The last one especially confuses me. As a “Westerner?” Would an “Easterner” not be relieved to not be ordered around? It could have simply been “it was a relief,” or “as a non-soldier”. What does being Western have to do with it? I am still unsure as to whether the author intended Dekalb to come off as a culturalist asshole or if the author really thinks that way himself.

This brings me to what I consider to be the overall theme of the novel; Otherism, or rather, a sense of “us” versus “them.”  There’s the living vs. the non-living, West vs. East (a divide made more pronounced by the “western” characters being mostly adult males while most of the others are young females) and so on.
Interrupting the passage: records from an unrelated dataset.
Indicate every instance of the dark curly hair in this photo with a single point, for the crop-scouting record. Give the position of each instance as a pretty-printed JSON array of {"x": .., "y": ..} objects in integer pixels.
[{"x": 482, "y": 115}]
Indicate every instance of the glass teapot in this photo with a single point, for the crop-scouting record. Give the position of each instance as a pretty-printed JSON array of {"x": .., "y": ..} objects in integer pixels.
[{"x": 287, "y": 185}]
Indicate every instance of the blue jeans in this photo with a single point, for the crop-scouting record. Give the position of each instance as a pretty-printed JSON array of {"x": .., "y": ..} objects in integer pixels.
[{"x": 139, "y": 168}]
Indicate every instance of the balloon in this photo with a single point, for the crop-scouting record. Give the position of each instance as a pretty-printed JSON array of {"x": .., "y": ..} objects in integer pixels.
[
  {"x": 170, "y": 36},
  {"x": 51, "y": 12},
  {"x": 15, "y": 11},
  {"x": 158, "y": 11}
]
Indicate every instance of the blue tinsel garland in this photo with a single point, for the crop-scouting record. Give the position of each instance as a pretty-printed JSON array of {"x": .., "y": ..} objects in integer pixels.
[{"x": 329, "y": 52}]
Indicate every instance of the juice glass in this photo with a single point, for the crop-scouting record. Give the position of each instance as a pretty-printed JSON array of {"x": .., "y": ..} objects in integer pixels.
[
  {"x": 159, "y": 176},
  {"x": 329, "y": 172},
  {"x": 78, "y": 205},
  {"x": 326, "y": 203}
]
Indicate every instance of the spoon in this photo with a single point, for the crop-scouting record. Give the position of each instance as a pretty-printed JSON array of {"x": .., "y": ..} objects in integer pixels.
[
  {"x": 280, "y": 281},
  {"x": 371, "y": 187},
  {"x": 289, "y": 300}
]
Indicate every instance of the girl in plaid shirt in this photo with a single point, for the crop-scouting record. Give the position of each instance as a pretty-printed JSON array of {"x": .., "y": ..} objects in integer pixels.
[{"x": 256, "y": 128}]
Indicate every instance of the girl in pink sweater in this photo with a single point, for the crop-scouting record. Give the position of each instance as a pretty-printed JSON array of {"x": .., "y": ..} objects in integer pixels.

It ends up being a culture war with cannibalistic genocide.

Thursday, January 13, 2011

Frankenstein

I find it really interesting how the story of Frankenstein evolved into the almost mythic representation of his monster that we think of today. Most of this imagery derives from the many Frankenstein movies. There are no dramatic switches, or lightning strikes, or assistant Igors in the novel. Frankenstein is driven, but he’s not the cackling mad scientist many imagine. And far from being a mindless, animated corpse, Frankenstein’s monster was intelligent and full of very human emotions and desires.  It was the constant denial of these desires, and the lack of loving companionship, that led to his murderous nature.

Frankenstein seems to focus largely on the consequences for not taking personal responsibility, as well as the nature of good and evil. Instead of dealing with his mistakes, Frankenstein continually runs away from them. But in running away, he only makes his problems worse; the stress of not knowing what the monster is doing or where he is gives him nervous breakdowns, and the monster grows more vengeful as time passes.

The monster himself is a tragic figure. He starts off childlike. He wants to be accepted, loved, and cared for, and he wants to care for others in turn. He becomes deeply attached to the family he watches, and our hopes rise with his that they might even accept him. Of course, it isn’t to be; they drive him away and he is left rejected and bitter. Shelley seems to be commenting here on the way society usually equates goodness with beauty and evil with ugliness. After this, the monster passes from childhood to adulthood, and seeks a female partner instead of a family.

Women seem to be held up on pedestals in this novel, not so much as strong figures but more as beautiful ideals that men admire as sisters, mothers, and wives. This makes sense knowing the context of the times it was written in. Women become a sort of prized possession or cherished pet.